Don’t get me wrong, I still have dreams and nightmares… I used to pray for times like this to rhyme like this… I’m joking, but seriously, I still have dreams of course, I’m still very aspirational but I also just appreciate the small, slow stuff. I don’t want kids yet, I’m not ready, I’m still enjoying being Nicole not Mum, but I enjoy going to work, finishing, coming home, cooking a nice dinner for my boyfriend and I, playing some Erykah Badu, cleaning our space and sitting in the garden with a glass of wine and enjoying the slow moments.

Now I’m not saying you can’t climb the corporate ladder and still do those things, damn I know women climbing the corporate ladder, raising kids, doing degrees and the rest, but I guess I don’t really want to… right now anyways.

What I’m trying to say is for many years my career was at the forefront of everything, my weekends were taken up with events, my evenings were spent planning the next day, everything centred around work, whereas I’m in a place where I want life to come first and work to fit in, for work to be part of my identity, not all of it.

I still enjoy work and when I’m working I’m invested, I still get a thrill out of building campaigns and executing events, I love an organised desktop and a creative deck, but I also love switching off and enjoying life as well.
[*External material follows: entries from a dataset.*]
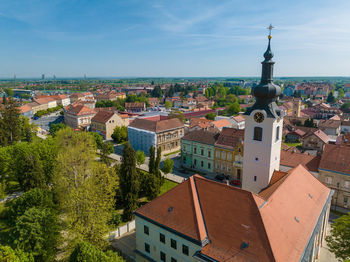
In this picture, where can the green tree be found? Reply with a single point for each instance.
(129, 181)
(27, 169)
(152, 159)
(339, 239)
(7, 254)
(140, 157)
(37, 232)
(33, 198)
(84, 188)
(120, 134)
(168, 104)
(10, 126)
(55, 127)
(85, 252)
(233, 109)
(210, 116)
(168, 166)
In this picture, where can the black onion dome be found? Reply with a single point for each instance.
(268, 53)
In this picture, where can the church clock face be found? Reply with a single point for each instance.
(258, 117)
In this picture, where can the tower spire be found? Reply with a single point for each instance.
(266, 92)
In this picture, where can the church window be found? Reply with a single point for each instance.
(257, 133)
(238, 174)
(277, 133)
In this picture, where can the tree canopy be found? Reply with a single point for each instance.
(339, 239)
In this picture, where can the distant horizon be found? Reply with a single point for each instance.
(158, 77)
(164, 38)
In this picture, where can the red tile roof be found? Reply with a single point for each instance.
(25, 108)
(336, 158)
(156, 126)
(276, 225)
(102, 116)
(201, 136)
(292, 159)
(229, 137)
(221, 123)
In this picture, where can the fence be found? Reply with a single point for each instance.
(122, 230)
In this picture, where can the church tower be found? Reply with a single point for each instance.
(263, 130)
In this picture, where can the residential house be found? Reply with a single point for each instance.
(197, 150)
(315, 141)
(292, 158)
(228, 156)
(26, 110)
(153, 101)
(37, 107)
(288, 90)
(220, 124)
(330, 127)
(46, 102)
(295, 136)
(78, 116)
(203, 220)
(104, 123)
(334, 172)
(345, 126)
(61, 100)
(237, 122)
(246, 98)
(164, 134)
(135, 107)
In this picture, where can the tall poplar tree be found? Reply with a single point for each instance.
(151, 159)
(85, 188)
(129, 181)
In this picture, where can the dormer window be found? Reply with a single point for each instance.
(257, 134)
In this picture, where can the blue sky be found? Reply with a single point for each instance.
(172, 38)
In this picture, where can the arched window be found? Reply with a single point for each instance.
(277, 133)
(257, 133)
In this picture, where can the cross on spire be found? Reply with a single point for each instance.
(270, 29)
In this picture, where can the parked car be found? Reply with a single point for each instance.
(235, 183)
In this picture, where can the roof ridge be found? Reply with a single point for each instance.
(202, 231)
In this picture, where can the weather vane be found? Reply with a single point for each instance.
(270, 29)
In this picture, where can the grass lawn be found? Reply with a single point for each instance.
(167, 186)
(293, 144)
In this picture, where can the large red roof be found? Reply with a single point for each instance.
(277, 223)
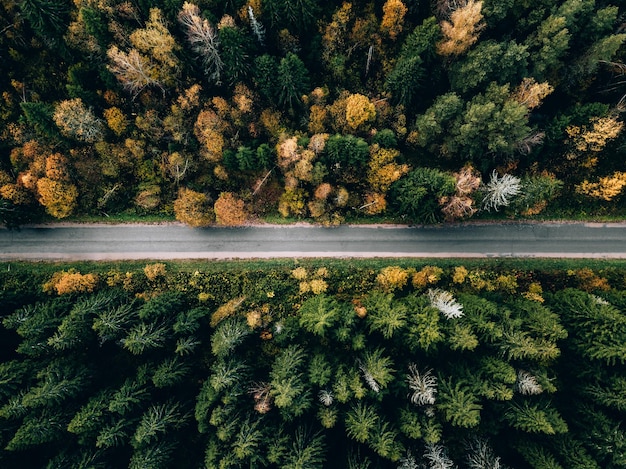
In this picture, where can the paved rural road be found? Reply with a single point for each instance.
(173, 241)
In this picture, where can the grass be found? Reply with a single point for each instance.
(48, 268)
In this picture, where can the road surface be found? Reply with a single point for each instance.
(174, 241)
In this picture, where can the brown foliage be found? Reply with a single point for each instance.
(230, 210)
(59, 197)
(393, 17)
(462, 30)
(192, 208)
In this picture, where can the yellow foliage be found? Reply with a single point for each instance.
(71, 281)
(462, 30)
(383, 170)
(192, 208)
(15, 193)
(459, 275)
(58, 197)
(317, 208)
(606, 188)
(116, 120)
(220, 172)
(507, 283)
(154, 271)
(303, 169)
(529, 93)
(299, 273)
(374, 203)
(392, 278)
(393, 17)
(588, 280)
(429, 275)
(230, 210)
(190, 99)
(359, 111)
(341, 197)
(227, 310)
(318, 286)
(317, 143)
(334, 37)
(318, 117)
(534, 292)
(288, 152)
(322, 272)
(594, 139)
(57, 167)
(479, 280)
(156, 40)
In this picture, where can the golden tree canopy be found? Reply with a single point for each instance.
(193, 208)
(230, 210)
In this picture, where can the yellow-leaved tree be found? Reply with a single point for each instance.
(393, 17)
(230, 210)
(360, 112)
(193, 208)
(462, 31)
(607, 187)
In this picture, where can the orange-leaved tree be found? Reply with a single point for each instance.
(193, 208)
(229, 210)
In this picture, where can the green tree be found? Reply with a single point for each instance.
(318, 314)
(416, 196)
(293, 79)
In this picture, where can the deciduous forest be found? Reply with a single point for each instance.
(219, 111)
(347, 364)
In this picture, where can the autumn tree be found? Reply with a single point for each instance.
(359, 111)
(193, 208)
(229, 210)
(393, 17)
(203, 39)
(462, 31)
(58, 197)
(77, 121)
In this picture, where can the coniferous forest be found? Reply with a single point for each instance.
(224, 110)
(344, 364)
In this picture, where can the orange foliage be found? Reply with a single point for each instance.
(65, 282)
(383, 170)
(318, 117)
(359, 111)
(58, 197)
(57, 167)
(392, 278)
(462, 30)
(393, 17)
(229, 210)
(606, 188)
(192, 208)
(116, 120)
(374, 203)
(154, 271)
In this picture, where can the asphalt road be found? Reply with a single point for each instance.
(173, 241)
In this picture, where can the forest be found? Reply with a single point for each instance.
(222, 111)
(311, 364)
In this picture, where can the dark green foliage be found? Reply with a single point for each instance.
(346, 153)
(416, 196)
(48, 18)
(293, 81)
(314, 384)
(235, 45)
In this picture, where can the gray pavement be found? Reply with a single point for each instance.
(174, 241)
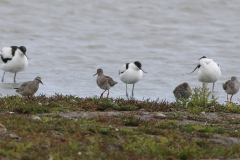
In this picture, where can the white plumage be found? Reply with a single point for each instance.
(13, 59)
(209, 71)
(131, 73)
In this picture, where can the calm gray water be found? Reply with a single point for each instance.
(68, 40)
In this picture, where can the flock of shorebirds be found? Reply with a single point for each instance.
(14, 60)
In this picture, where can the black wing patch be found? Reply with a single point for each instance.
(14, 48)
(5, 59)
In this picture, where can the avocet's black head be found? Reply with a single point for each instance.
(23, 50)
(38, 79)
(99, 71)
(199, 64)
(139, 65)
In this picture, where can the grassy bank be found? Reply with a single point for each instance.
(197, 128)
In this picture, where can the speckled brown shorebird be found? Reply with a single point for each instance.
(104, 82)
(29, 88)
(182, 91)
(231, 87)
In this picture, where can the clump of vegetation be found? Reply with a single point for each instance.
(200, 101)
(180, 133)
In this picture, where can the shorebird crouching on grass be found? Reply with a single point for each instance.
(104, 82)
(29, 88)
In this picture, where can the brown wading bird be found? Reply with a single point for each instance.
(182, 91)
(104, 82)
(231, 87)
(29, 88)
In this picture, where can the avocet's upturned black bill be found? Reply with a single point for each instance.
(14, 60)
(131, 73)
(209, 71)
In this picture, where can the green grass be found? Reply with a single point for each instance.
(123, 136)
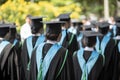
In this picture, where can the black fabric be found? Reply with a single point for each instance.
(9, 69)
(73, 46)
(55, 65)
(25, 59)
(94, 73)
(110, 62)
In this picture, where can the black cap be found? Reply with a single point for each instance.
(13, 29)
(76, 22)
(64, 17)
(88, 27)
(4, 29)
(54, 27)
(36, 24)
(90, 33)
(89, 38)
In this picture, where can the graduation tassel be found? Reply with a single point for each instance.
(28, 66)
(39, 77)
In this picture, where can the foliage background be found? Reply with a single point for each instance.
(16, 10)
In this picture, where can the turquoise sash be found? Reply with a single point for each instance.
(2, 45)
(79, 37)
(43, 65)
(86, 67)
(30, 46)
(104, 42)
(119, 46)
(62, 37)
(15, 41)
(97, 46)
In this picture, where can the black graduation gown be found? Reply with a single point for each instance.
(55, 65)
(95, 71)
(73, 46)
(25, 59)
(9, 69)
(117, 61)
(109, 66)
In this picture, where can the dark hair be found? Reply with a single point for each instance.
(89, 41)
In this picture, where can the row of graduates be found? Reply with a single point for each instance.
(62, 55)
(66, 55)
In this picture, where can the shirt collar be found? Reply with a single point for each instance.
(51, 42)
(88, 49)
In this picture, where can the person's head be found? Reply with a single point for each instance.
(118, 28)
(27, 19)
(65, 17)
(89, 38)
(36, 25)
(103, 27)
(53, 30)
(87, 27)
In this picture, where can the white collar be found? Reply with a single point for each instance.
(88, 48)
(51, 42)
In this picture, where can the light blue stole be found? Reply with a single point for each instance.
(86, 67)
(62, 37)
(114, 30)
(2, 45)
(97, 46)
(43, 65)
(30, 46)
(104, 43)
(15, 41)
(79, 37)
(119, 46)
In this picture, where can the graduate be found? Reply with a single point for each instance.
(88, 63)
(8, 57)
(51, 61)
(68, 39)
(117, 59)
(107, 49)
(30, 43)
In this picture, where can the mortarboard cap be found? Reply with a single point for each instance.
(13, 29)
(88, 27)
(104, 24)
(90, 33)
(117, 19)
(36, 24)
(64, 17)
(4, 29)
(89, 38)
(53, 27)
(103, 27)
I’m not bothered about being right at the top, sometimes it’s fun to sit on the sidelines - it’s probably why I’ve always been drawn to marketing and account management. There’s something fulfilling about shaping the story, pulling the strings, and making things happen without needing the spotlight. I guess that’s also why I met my boyfriend when I did, because his career takes centre stage, we move our life around the country so he can do what he loves and what I love to see him do.

So I wrote this blog post because honestly, I love writing, I guess it’s my hobby. ‘Tell me an interesting fact about you’… I love writing blogs online that random people in random countries seem to read (yeah I check my Squarespace reader demographics and shout out to the people in places I’ve never been, who seem to come across my blog).

But more than anything, this post is just a moment, for me, and for you.

If you’re reading this and you’re feeling torn, wondering whether you’re doing enough… or maybe too much, let this be your reminder that it’s okay. Not everything needs to be figured out. You’re allowed to pause. You’re allowed to enjoy right now, because all those little ‘right nows’ make up some of your best memories.

You don’t need to have the perfect five-year plan and if you do, amazing! (I’m sure ChatGPT helped you write it).
Kidding. Kind of.

Whatever you’re doing, or not doing, give yourself permission to be in it. To enjoy it. Because soon, today will be yesterday, and tomorrow will be right now.

I guess life is short and you can’t take your excel doc to the grave, I’m pretty sure they’re not going to put ‘Senior Account Manager’ on my tombstone, God I hope not, at least Marketing Queen. I hope they say I was fun and happy, that I had really good energy and a great ass. Maybe how good my cheese bagels were or how I was always the one to say ‘we should just get a bottle, if we’re all having a glass’… you know, the good shit.